Optimal Design of a Brushless DC Motor Aiming at Decreasing Cogging Torque

Abstract

One of the important issues in designing high-performance brushless direct current (BLDC) motors is reducing the cogging torque since it results in mechanical vibration, audible noises, and torque ripples, which adversely impact the performance of the motor, which is awkward high-accuracy applications. This paper proposes an optimum design for BLDC motors aimed at reducing the cogging torque based on the capability of metaheuristics algorithms in finding the optimal solution. For this purpose, a simplified cogging torque equation is used as the objective function whose design variables include air gap length, magnet height, slot height, slot opening, and motor axial length. These are the five most influential parameters of cogging torque.
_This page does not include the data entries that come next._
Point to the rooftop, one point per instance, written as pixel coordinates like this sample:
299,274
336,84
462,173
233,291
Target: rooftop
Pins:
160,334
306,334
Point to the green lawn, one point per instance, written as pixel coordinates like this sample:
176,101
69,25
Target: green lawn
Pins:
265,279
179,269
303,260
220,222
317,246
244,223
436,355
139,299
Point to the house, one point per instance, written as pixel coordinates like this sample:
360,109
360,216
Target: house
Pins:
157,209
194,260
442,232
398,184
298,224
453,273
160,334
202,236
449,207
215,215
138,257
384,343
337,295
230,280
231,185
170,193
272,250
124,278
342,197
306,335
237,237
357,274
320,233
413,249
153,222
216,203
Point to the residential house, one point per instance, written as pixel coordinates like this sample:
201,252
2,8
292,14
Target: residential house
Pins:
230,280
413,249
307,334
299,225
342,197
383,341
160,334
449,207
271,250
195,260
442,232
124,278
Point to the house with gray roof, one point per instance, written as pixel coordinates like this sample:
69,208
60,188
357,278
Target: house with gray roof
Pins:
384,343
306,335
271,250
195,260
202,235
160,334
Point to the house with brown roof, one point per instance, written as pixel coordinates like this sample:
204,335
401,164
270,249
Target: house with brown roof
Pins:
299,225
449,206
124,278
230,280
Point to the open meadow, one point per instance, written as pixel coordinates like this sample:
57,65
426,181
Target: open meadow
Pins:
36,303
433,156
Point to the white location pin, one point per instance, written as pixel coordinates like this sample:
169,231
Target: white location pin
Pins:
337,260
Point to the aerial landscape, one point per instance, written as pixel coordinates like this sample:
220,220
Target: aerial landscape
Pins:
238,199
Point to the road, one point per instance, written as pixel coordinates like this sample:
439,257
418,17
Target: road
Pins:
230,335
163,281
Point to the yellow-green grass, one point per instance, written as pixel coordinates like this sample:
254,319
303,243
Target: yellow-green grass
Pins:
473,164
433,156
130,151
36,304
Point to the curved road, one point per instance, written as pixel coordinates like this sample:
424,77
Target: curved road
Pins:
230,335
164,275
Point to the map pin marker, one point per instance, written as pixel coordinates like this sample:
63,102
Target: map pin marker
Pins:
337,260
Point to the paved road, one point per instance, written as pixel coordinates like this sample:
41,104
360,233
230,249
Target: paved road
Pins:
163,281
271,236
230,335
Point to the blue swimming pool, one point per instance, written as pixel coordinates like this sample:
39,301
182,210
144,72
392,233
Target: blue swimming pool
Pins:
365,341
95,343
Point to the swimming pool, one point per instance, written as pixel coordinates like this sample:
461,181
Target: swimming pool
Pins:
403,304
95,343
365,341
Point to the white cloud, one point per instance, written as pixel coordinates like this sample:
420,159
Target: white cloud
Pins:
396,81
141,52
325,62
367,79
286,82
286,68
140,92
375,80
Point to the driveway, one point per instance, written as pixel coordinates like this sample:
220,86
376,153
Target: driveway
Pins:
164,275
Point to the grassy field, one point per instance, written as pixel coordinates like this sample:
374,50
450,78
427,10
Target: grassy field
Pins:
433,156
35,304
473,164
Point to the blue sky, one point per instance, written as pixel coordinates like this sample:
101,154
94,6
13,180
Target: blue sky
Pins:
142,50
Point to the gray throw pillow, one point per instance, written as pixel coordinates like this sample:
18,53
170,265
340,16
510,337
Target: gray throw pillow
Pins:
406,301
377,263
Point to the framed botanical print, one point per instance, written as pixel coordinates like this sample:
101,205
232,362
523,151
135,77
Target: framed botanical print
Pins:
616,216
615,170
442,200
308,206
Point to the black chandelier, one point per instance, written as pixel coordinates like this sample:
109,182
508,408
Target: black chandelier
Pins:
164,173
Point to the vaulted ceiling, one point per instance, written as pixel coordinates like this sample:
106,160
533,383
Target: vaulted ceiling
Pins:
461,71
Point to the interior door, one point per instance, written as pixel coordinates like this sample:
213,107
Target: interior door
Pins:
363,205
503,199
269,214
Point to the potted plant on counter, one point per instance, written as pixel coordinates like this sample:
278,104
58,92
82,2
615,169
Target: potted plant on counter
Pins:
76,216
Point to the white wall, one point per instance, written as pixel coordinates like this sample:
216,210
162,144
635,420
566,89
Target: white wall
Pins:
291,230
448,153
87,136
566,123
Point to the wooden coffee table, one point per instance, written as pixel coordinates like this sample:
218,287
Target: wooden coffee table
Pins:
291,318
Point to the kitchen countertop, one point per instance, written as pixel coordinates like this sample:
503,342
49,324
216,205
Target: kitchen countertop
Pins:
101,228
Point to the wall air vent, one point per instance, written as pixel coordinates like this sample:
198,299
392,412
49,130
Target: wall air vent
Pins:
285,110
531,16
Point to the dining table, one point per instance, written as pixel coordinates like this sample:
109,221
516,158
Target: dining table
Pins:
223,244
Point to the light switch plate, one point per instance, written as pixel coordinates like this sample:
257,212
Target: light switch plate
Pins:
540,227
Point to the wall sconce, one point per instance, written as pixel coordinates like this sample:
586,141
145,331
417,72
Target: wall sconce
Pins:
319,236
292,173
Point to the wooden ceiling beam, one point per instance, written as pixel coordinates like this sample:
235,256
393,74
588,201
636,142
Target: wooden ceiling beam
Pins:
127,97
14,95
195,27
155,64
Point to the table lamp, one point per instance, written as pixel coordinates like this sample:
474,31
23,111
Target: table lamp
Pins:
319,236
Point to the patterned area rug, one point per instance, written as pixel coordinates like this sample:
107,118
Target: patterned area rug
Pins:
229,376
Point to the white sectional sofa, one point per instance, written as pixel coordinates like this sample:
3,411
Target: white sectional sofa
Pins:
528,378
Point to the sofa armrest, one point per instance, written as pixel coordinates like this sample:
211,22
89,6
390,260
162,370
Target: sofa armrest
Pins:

On the other hand, we employ not only the old metaheuristics algorithms like the Genetic Algorithm (GA) and Simulated Annealing (SA) but also more recent algorithms such as Keshtel Algorithm (KA) along with the hybrid ones to benefit from their strength. The simulation is performed in the Matlab package. First, five selected optimization algorithms are applied and the results are investigated. The results of all the algorithms show a significant reduction in the cogging torque. Eventually, the proposed algorithms are compared to one another in terms of their value of cogging torque. The results show the superiority of the KASA algorithm in comparison with the others.